While I was testing this code I was curious as to where the actual default documents are stored in SharePoint. They must be made available to all content types inheriting from it. At first I thought they might be stored in a site level hidden list. However they are actually stored within the SPWeb’s folder collection under “_cts”. So if you want to see the documents programatically you use the this as example to follow:

SPWeb.Folders["_cts"].SubFolders["document set name"]

Another thing your application may want to determine is if a particular file is part of a document set. The code below will take a url to a SharePoint file and return whether it is part of a document set.

       public static bool IsPartOfDocumentSet(string url)
       {

           DocumentSet ds = null;

           using (SPSite site = new SPSite(url))
           {
               using (SPWeb web = site.OpenWeb())
               {
                   object value = web.GetFileOrFolderObject(url);

                   if(typeof(SPFile).IsAssignableFrom(value.GetType()))
                   {
                       SPFile file = value as SPFile;
                       ds = DocumentSet.GetDocumentSet(file.ParentFolder);
                   }
                   else
                   {
                       if(typeof(SPFolder).IsAssignableFrom(value.GetType()))
                       {
                           SPFolder folder = value as SPFolder;
                           ds = DocumentSet.GetDocumentSet(folder);
                       }
                       else
                           return false;
                   }

                   if (ds != null)
                       return ds.ContentTypeTemplate.AllowedContentTypes.Count > 0? true : false;
                   else
                       return false;

               }
           }
         }

 

This code uses the static GetDocumentSet method of the DocumentSet class. All the code above makes use of the Microsoft.Office.DocumentManagement assembly located in the 14 hive ISAPI folder. Once you have a reference to the DocumentSet object you can interrogate it’s properties to work with it in your application. If you need to access the files in the document set you can access the Folder property of the document set which contains the Files collection.
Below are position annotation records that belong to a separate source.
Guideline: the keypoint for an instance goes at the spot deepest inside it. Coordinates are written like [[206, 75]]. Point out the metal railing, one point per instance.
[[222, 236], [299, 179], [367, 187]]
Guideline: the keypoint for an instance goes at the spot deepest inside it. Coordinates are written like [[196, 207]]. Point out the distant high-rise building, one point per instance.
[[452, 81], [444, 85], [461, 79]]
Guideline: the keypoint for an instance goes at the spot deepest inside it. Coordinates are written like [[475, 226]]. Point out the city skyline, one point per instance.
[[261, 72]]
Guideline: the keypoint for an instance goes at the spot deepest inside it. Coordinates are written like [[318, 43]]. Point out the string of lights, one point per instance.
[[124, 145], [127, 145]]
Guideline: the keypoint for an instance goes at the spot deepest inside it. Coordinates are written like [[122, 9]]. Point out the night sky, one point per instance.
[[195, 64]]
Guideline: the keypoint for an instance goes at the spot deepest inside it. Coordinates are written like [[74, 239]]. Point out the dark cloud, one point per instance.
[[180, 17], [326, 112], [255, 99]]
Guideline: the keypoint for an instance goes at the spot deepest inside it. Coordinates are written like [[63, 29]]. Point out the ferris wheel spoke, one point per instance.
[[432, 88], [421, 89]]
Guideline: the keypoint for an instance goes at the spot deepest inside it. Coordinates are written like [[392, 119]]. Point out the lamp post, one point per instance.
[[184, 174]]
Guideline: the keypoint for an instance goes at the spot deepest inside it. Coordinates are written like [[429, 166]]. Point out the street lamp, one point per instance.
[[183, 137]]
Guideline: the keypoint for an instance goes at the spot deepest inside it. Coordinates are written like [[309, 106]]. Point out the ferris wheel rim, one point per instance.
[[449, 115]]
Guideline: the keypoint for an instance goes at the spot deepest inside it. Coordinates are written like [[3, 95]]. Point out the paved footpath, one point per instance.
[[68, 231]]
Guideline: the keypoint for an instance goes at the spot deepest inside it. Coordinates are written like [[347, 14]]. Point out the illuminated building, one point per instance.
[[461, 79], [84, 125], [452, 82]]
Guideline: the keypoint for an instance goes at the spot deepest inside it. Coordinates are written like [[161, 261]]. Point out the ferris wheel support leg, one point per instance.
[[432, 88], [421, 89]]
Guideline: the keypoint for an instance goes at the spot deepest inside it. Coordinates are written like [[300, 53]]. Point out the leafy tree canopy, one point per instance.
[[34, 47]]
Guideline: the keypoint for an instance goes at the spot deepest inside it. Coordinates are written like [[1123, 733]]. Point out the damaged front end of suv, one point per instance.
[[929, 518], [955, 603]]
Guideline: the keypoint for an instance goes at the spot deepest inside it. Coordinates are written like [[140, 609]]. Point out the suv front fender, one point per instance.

The biggest problem with SharePoint document sets is the lack of any remote access to them. There are no client object model methods or web services to access them. It is up to the developer to create a custom web service to manipulate them remotely from the application.  You can create a document set content type through the client object model:

Creating document sets remotely

Unfortunately you cannot add the default documents and other features described above. It might be possible by manipulating the Schema property of the client object model content type by adding the xml declarations for the allowable content types and other information. Further research needs to be done on that. If I am able to do this, then I will be sure to post it here.

Document sets are a great new feature in SP2010 and can add a lot to your content management application. Unfortunately, Microsoft needs to give us access to them remotely.

1 comment:

Anonymous said...

Steve, the question I have is can I create a documentset via an sandboxed solution? We've limited by our organization on deploying farm solutions.